The pound lurched from one two-year low against the dollar to another last week. On Tuesday, the UK currency felt the pressure of waning market optimism before sliding below 1.19 the following day for the first time since March 2020.
Recession concerns around the world and future UK economic growth were compounded by the resignation of two senior government ministers, including former Chancellor Rishi Sunak – which opened the floodgates for a wave of ministers to follow him out the door.
The pound rallied on Thursday after reports Boris Johnson would quit as Prime Minister amid the telling show of no confidence within his own party.
However, rising household costs and slowing growth continue to cast a cloud over the UK economy – and the pound.
The dollar, supported by its safe-haven status throughout the week, received a further boost from a stronger-than-expected jobs report on Friday that stoked expectations of Federal Reserve hawkishness.
Political and economic developments in focus for the pound
UK politics will continue to drive sentiment towards the pound this week, with the removal of near-term political uncertainty potentially encouraging investors.
These market participants will keep a close eye on the 1922 Committee – the organising body for Conservative MPs – which has the power to rewrite party rules on leadership challenges and oust Johnson before a new PM is in place.

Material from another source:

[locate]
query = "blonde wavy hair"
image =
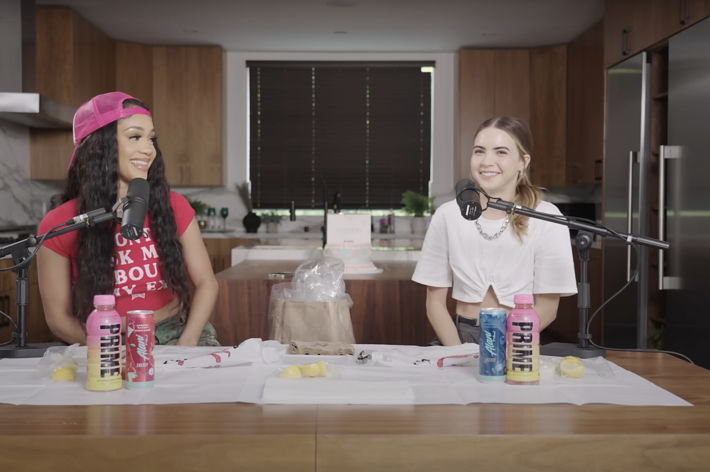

Tuesday’s speaking engagement for Bank of England governor Andrew Bailey at an event hosted by the Official Monetary and Financial Institutions Forum will be scrutinised for comments about the UK’s economic health.
The monthly GDP print on Wednesday stands out during a relatively data-light week in the UK. Official figures showed that the UK’s GDP – a measure of the total goods and services produced – dropped by 0.3% in April. Economists expect zero growth in May.
Inflation data in focus for the dollar
Monetary policy divergence between the Federal Reserve and BoE could continue to be a catalyst for the dollar, with the pace of rate hikes in the US outstripping the UK.
The June consumer price index looms large on Wednesday. This closely watched gauge of inflation is forecast to be hotter than May’s 8.6% year-over-year pace, stoking expectations of aggressive Fed policy tightening to cool prices.
The June producer price index – an indicator of commodity inflation – hits the headlines on Thursday. On Friday, the University of Michigan consumer sentiment report for July and retail sales for June combine to provide a measure of US consumer confidence.